"That's one more kid that will never go to school
Never get to fall in love
Never get to be cool." - Neil Young
I hate that I keep coming back to that line. I hate that it comes to me far too frequently. It's back again because a fourteen year old boy was shot and killed on the streets of Oakland. I hate that I can't find a way to rationalize how this young man deserved, in any way, to have his life taken away. I hate that his parents will have to bury their child.

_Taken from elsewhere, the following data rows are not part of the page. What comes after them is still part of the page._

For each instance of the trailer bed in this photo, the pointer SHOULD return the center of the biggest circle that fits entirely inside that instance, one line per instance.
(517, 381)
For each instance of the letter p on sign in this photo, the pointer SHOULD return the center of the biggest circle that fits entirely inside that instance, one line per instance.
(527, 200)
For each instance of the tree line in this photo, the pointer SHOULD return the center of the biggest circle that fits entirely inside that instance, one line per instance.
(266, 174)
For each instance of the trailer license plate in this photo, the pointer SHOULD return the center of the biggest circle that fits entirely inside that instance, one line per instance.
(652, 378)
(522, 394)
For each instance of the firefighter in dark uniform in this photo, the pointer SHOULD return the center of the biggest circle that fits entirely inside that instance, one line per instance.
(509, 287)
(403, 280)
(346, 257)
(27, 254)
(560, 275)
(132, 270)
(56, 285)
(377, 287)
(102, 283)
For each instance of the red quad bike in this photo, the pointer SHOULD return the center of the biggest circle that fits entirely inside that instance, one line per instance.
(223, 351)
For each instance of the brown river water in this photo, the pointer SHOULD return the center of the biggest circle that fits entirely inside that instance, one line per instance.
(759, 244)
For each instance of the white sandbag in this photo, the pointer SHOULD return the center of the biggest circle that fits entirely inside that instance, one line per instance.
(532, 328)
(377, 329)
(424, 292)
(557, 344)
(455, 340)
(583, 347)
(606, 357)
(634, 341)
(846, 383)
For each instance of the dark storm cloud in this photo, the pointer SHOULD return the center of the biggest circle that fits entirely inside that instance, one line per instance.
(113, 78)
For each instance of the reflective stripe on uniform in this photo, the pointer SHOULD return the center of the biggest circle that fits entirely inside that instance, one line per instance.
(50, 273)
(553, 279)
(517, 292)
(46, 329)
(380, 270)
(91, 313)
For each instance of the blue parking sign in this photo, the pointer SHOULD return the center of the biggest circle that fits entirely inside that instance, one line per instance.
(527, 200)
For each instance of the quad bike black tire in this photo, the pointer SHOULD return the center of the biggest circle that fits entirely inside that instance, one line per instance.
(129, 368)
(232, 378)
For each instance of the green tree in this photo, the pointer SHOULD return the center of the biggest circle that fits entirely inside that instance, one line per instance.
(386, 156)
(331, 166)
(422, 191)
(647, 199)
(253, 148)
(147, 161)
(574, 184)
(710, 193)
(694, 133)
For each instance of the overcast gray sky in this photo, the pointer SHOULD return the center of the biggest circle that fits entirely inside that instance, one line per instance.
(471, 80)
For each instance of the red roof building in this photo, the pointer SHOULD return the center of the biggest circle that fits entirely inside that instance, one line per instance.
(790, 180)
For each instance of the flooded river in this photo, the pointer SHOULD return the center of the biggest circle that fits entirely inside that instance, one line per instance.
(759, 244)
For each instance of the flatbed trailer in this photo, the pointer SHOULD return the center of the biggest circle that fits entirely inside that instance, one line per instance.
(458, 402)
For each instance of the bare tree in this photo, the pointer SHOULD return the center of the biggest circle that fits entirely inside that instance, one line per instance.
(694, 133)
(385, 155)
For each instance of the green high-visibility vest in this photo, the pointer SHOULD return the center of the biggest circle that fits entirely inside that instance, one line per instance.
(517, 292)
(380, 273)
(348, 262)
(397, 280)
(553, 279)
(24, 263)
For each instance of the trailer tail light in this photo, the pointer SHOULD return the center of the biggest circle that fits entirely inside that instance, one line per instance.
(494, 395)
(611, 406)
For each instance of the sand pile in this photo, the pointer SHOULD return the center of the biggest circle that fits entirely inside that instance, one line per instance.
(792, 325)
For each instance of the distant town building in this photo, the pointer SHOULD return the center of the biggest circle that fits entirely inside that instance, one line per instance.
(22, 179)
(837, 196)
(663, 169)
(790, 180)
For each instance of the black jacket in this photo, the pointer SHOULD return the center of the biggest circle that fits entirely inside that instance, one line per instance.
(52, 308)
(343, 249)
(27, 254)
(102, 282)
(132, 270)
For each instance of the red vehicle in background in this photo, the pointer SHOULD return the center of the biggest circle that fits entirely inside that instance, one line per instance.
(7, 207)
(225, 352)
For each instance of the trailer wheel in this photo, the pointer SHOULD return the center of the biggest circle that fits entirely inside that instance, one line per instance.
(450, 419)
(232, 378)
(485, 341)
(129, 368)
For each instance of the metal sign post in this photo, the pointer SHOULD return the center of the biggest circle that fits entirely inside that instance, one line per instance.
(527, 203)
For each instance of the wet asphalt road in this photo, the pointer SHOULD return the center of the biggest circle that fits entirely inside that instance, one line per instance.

Hate, I tell kids, is a very strong word. It means that you can't find anything good about something. You can have great disdain for someone or something. You can dislike them mightily, but hate? Hate, as Denis Leary once pointed out, is learned. I have learned to hate this circumstance. No matter how many times it is repeated, the death of one child for no reason generates hate. Hate for a world that can take away life so casually. No witnesses? Not even for a twenty-thousand dollar reward? Why wouldn't someone want there to be justice? Why isn't there more outrage? I hate that I have to think like that.
But I do. And I wonder what it will take to make all lives matter. I wonder what it will take to make those sidewalk shrines a thing of the past. I wonder what a fourteen year old boy could do that would be worth killing him. If it was an accident, or he was an innocent bystander, or it was a case of mistaken identity, that doesn't make it any better. Davon Ellis did not deserve to die. His is the same story with that same sad, ironic twist, where his parents were planning on moving him out of Oakland next year. To give him a chance. Now that chance is gone. So is Davon. For what? In time, we may learn the full story, but walking down the street with your friends at eight o'clock on a Saturday night hardly seems like a crime punishable by death. It sounds a lot like what fourteen year old boys should be doing. Not dodging bullets.
Yes, I learned to hate this thing, but it started as sorrow. When that sorrow became too much to bear, it turned even darker. I rage against this thing that I cannot understand. Will not understand. Davon deserved to have a chance to play football on the JV team. He deserved a chance to fall in love. He deserved a chance to be cool. He deserved a chance to be a sophomore in high school.
I will be riding my bike past the candles and the teddy bear and the messages written in chalk. Until they are cleaned up and moved to the next location. I hate that too. Aloha, Davon. I wish you were here to stomp on the Terra. Keep on rockin' in the free world.